[Math] Derivative of a summation in order to minimize

derivativeslinear algebrasummation

I am asked to minimize $\sum^n_{i=0}(x_i – C)^2$ with respect only to C so I know I have to take the derivative respect to C, set it equal to 0, and then solve. I have never done summation in my life and this is very new. I have been trying to search the web for information about how to proceed in these cases but all I have found is long theorems of summation or explanations of very simple operations with the summation notation. I have found, nevertheless, the answer to my question which is as follows:
$$S = \sum^n_{i=0}(x_i – C)^2$$

$$\frac{\partial S}{\partial C} = \sum^n_{i=0} 2 (x_i – C)(-1) = -2 \sum^n_{i=0} (x_i – C)$$

$$\frac{\partial S}{\partial C} = 0 \implies \sum^n_{i=0} (x_i – C) = 0$$

$$ \sum^n_{i=0} x_i – \sum^n_{i=0} C = 0$$

$$ \sum^n_{i=0} x_i = \sum^n_{i=0} C = nC$$

$$C = \frac{\sum^n_{i=0} X_i}{n}$$

First step, I don't get what this guy is doing, so when he takes the derivative why he puts that (-1) at the end? is it because this is originally the square of a difference? That's the only thing I can think of..

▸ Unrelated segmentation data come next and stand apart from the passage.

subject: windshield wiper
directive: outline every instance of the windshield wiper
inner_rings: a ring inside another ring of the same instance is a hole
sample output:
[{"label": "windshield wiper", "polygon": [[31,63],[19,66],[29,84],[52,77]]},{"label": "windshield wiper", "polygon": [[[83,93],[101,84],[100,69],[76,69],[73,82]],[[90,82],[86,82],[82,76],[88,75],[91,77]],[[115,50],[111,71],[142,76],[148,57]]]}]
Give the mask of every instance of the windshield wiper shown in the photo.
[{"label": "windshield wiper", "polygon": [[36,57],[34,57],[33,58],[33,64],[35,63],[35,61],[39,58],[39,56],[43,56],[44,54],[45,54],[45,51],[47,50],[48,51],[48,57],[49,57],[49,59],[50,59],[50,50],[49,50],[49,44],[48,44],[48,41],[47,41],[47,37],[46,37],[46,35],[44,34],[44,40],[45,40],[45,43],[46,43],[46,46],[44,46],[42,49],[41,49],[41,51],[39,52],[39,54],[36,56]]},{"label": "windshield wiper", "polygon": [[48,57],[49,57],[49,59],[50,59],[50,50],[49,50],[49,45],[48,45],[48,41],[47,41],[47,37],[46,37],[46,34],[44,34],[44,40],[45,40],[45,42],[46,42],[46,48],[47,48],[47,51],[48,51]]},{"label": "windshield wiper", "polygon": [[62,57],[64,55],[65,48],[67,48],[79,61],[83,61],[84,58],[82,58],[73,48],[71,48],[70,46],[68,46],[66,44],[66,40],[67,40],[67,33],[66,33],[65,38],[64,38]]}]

Second step, where has the (-2) gone? It just vanished.

Third step, I get this one.

Fourth, where is this $nC$ coming from? What does it mean?
I understand that at the end what he is doing is $ \sum^n_{i=0} x_i= nC$ so it isolates $C$ and he finally gets the result $C = \frac{\sum^n_{i=0} X_i}{n}$. Any reasons though why he chooses to swap $\sum^n_{i=0} C$ instead of $\sum^n_{i=0} x_i$ for $nC$?

Thanks a lot, I'd really appreciate if you could please refer me to any page you might know about summation which doesn't go about 1000 theorems and properties . Unfortunately I can spend much time on summation as I have many other topics in my exam that I need to cover and this is just a small part of it. Cheers!

Best Answer

First step

Think of the sum as a function. To find a minima/maxima for a certain function we need to find it's derivative and set it to 0. And because we have 2 terms in between the parenthesis, we can't just apply the rule $\frac{\partial}{\partial x} x^n = nx^{n-1}$, but instead we apply the chain rule. So that -2 is from the chain rule.

Second step

Let's denote the derivative of the sum as $S_1$, the when $2S_1 = 0$? It's only possible if $S_1 =0$, so we left out the 2.

Fourth step

$C$ is a constant that's independent from $n$ so after every step we just add $C$. If $n$ is the number of steps then we have added $nC$